The best we can say of George W. Bush's performance as president, when measured against Bill Clinton's, is that Bush has probably not had any affairs. That's great. But what if an independent council had hounded Bush every day of his eight years? What if this person had forced Bush to testify, under oath, about personal conduct before he was elected? What if Bush had been forced to testify about oh, I don't know, cocaine? One doesn't need an active imagination to picture Bush being forced to lie about one indiscretion or another to save himself and his family public embarrassment.

For fuck's sake, Bush wasn't even under oath when he testified to the 9/11 Commission! If we're looking for "honor and dignity" in the White House, we would be well advised to look past Bush's refusal to be sworn to tell the truth to the 9/11 Commission, which nicely complemented his refusal to allow any recording devices, notes, or oral accounts of what was said during their "candid discussion".

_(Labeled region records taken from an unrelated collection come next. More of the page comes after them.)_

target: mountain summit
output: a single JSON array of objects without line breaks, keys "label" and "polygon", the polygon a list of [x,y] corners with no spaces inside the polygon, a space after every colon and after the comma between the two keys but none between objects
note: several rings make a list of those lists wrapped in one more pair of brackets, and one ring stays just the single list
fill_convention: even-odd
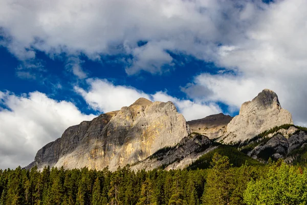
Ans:
[{"label": "mountain summit", "polygon": [[275,126],[293,124],[291,114],[281,108],[277,95],[265,89],[252,101],[242,104],[239,115],[230,121],[220,141],[244,141]]},{"label": "mountain summit", "polygon": [[129,107],[69,128],[61,138],[39,150],[27,168],[101,170],[108,166],[114,170],[173,146],[189,133],[184,117],[172,102],[141,98]]},{"label": "mountain summit", "polygon": [[234,118],[220,113],[187,122],[172,102],[140,98],[129,107],[68,128],[61,138],[39,150],[26,168],[108,167],[114,171],[133,164],[136,170],[182,169],[218,147],[209,138],[220,137],[217,141],[226,144],[243,141],[293,123],[276,94],[268,89],[244,102]]}]

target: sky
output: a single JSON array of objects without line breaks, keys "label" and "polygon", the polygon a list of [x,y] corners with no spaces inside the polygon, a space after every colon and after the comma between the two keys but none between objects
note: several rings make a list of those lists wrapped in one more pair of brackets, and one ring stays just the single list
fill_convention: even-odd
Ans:
[{"label": "sky", "polygon": [[139,97],[187,120],[274,91],[307,126],[305,0],[1,0],[0,169]]}]

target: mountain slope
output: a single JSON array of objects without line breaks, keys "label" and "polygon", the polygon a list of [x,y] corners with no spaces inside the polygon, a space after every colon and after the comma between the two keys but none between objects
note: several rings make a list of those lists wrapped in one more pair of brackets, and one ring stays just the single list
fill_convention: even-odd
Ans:
[{"label": "mountain slope", "polygon": [[242,104],[239,115],[230,121],[227,132],[219,141],[244,141],[274,127],[293,124],[291,114],[281,108],[277,95],[265,89],[252,101]]},{"label": "mountain slope", "polygon": [[108,166],[114,170],[173,146],[189,133],[184,117],[172,102],[140,98],[120,111],[69,128],[60,138],[39,150],[27,168],[101,170]]},{"label": "mountain slope", "polygon": [[192,132],[207,136],[209,139],[221,137],[227,131],[227,125],[233,117],[223,113],[208,116],[205,118],[188,121]]}]

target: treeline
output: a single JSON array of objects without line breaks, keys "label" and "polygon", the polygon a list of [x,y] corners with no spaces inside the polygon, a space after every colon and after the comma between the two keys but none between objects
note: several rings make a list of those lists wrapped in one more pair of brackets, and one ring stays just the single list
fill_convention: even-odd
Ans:
[{"label": "treeline", "polygon": [[18,167],[0,170],[0,205],[305,204],[307,170],[281,160],[233,167],[217,153],[204,170]]}]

The difference, of course, is that Bush does not face an opposition like Clinton did. Bush's opposition reads more like this: "We'll suspend the constitution for you, but only for six months at a time". While Clinton committed personal crimes, there is a reason that he was not impeached for official misconduct. That reason, simply enough, is that there was none.

Can we imagine what the Republicans would have done if Clinton had governed as Bush has? The Republicans in the 1990's disgraced this country by attempting a coup d'etat which hinged on the public embarrassment of the elected president for a personal sin. The Democrats today disgrace this country by allowing President Bush to commit any manner of executive error and sin and then explaining "we were lied to", before proceeding to do absolutely nothing about the lies.

In 1998, the Republican mentality went like this: "Two American embassies in two countries were blown up five minutes apart by a global terrorist network? Bummer.......do you think Clinton's dick is really curved?"

In 2007, the Democratic mentality goes like this: "Yes, I voted to allow the President to violate all domestic and international law by waging aggressive war against a sovereign nation that had not attacked or threatened to attack the United States. Yes, the president has established a constellation of secret prisons around the world where kidnapped suspects are held without charge. Yes, the president has allowed American personnel to torture detainees. Yes, the president has suspended habeus corpus for American citizens in the event that the President deems them unworthy of such luxury, but it wasn't my fault; he took advantage of my trust."

The only bright spot here is that the American people, in large numbers, see these people for what they are. They saw Clinton as sleazy yet competent and empathetic. They saw the Republicans as hateful and vindictive. They see Bush as arrogant and incurious. They see the Democrats as the very definition of spineless.

From this multifaceted failure of leadership, can we find one person who motives and priorities are anything other than hopelessly venal and self-centered? Monica '08.